Fixed Income : Attack on Casino : Right or wrong ?
18 October 2018
New consumption habits with a focus on local shopping and home deliveries have shaken up France’s traditional retail model. French retailers will have to evolve to survive, and at the same pace as the new shopping habits are taking hold. While most investors expect to see sector consolidation, the spectacular string of US/UK retail defaults has drawn greater attention to retailer indebtedness, as analysts look for the next company to falter.
The Rallye Group, which includes French retailer Casino and is known for its debt at every level plus financial complexity, has crystallised the market’s fears for the retail sector. Under pressure from short selling, as of 5 September Casino shares had lost 47% of their value since the start of the year. This is no longer about fears; this is a stock under attack. We now see Casino as undervalued, with a lower market cap than the estimated valuation of Monoprix.
Going back to the group’s structure: most group debt is held by Casino’s parent Rallye, which forces Casino to pay a large dividend each year so that Rallye can pay its debt interest. To obtain financing, Rallye lends Casino shares to banks. The more the Casino stock falls, the more shares Rallye has to pledge in exchange for this financing. The idea of the short sellers is to drive down the Casino share price as low as possible, in order to dry up Rallye’s financing and cause its default, so that Casino no longer has to service the debt of its parent. At this stage, one theory could be that Casino has come under attack in order to protect its future and enable it to make essential investments. But it is just a theory.
In practice, Jean-Charles Naouri, Casino’s CEO and main shareholder has been successfully running the group’s strategy for 26 years. Yes, the group is highly indebted, but we don’t see the situation as critical. To meet the new demand, ensure its supply conditions and secure its financing sources, the group has an array of options.

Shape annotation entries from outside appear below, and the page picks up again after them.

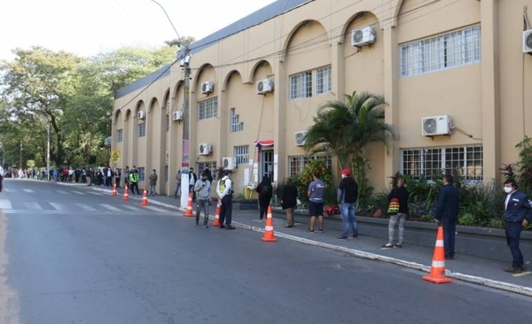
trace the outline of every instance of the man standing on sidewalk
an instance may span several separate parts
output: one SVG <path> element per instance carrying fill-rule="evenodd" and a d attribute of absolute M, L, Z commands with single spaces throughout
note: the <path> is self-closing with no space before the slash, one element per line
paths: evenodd
<path fill-rule="evenodd" d="M 460 204 L 458 189 L 453 186 L 453 180 L 450 174 L 443 176 L 443 187 L 440 189 L 436 204 L 435 218 L 438 224 L 443 226 L 443 247 L 447 260 L 455 258 L 454 243 Z"/>
<path fill-rule="evenodd" d="M 314 181 L 309 185 L 309 213 L 310 214 L 310 227 L 308 233 L 314 233 L 316 218 L 319 223 L 319 233 L 324 232 L 324 194 L 325 193 L 325 184 L 322 181 L 320 174 L 315 172 L 312 174 Z"/>
<path fill-rule="evenodd" d="M 351 170 L 341 170 L 341 181 L 338 187 L 337 200 L 341 211 L 341 222 L 343 232 L 338 238 L 345 240 L 349 235 L 349 225 L 353 228 L 353 237 L 358 237 L 358 226 L 355 212 L 356 211 L 356 197 L 358 197 L 358 185 L 351 177 Z"/>
<path fill-rule="evenodd" d="M 232 181 L 229 177 L 231 171 L 223 171 L 223 178 L 218 181 L 216 193 L 222 202 L 220 206 L 220 228 L 235 229 L 231 226 L 232 219 Z M 225 225 L 223 225 L 225 221 Z"/>
<path fill-rule="evenodd" d="M 201 210 L 203 210 L 203 213 L 205 215 L 205 218 L 203 219 L 203 226 L 205 228 L 207 228 L 208 223 L 208 200 L 210 199 L 210 187 L 211 182 L 207 178 L 207 174 L 202 172 L 200 178 L 194 185 L 194 191 L 196 191 L 198 202 L 198 208 L 196 209 L 196 225 L 200 225 L 200 214 L 201 213 Z"/>
<path fill-rule="evenodd" d="M 506 242 L 512 252 L 512 266 L 505 268 L 505 272 L 520 274 L 525 271 L 523 254 L 519 248 L 519 240 L 523 228 L 531 220 L 530 201 L 527 194 L 519 189 L 513 179 L 505 181 L 505 222 L 506 223 Z"/>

Outside the group’s traditional support from French banks, as shown by the credit line obtained by Rally this month with no collateral, we think it likely that Casino will get together with an online player such as Amazon or a traditional French retailer that would offer synergies and greater competitiveness. Similarly, to meet its cash requirements, the group also has property and other assets it could sell in the short and medium term, such as its stakes in Cdiscount, Monoprix or GPA in Latin America.

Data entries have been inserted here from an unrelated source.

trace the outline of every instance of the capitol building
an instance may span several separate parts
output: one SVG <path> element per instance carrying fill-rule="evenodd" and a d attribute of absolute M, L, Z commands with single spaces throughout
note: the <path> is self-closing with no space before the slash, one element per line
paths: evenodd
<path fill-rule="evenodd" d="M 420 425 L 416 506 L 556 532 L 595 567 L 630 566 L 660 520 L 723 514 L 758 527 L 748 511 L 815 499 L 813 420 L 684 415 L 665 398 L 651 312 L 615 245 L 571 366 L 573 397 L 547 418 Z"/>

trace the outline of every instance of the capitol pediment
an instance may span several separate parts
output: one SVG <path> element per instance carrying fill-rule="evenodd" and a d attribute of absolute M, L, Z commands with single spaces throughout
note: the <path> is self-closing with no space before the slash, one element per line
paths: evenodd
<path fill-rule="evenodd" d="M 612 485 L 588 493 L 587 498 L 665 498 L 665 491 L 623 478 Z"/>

Casino is still a well-known company with various possible financing sources, which should enable it to secure its future and achieve a strategic transformation, while also being a good candidate for potential sector consolidation. Casino has also revealed that it held talks with Carrefour in September, and there are market rumours of discussions between Casino and Auchan, which we think would make more sense from a competitive standpoint.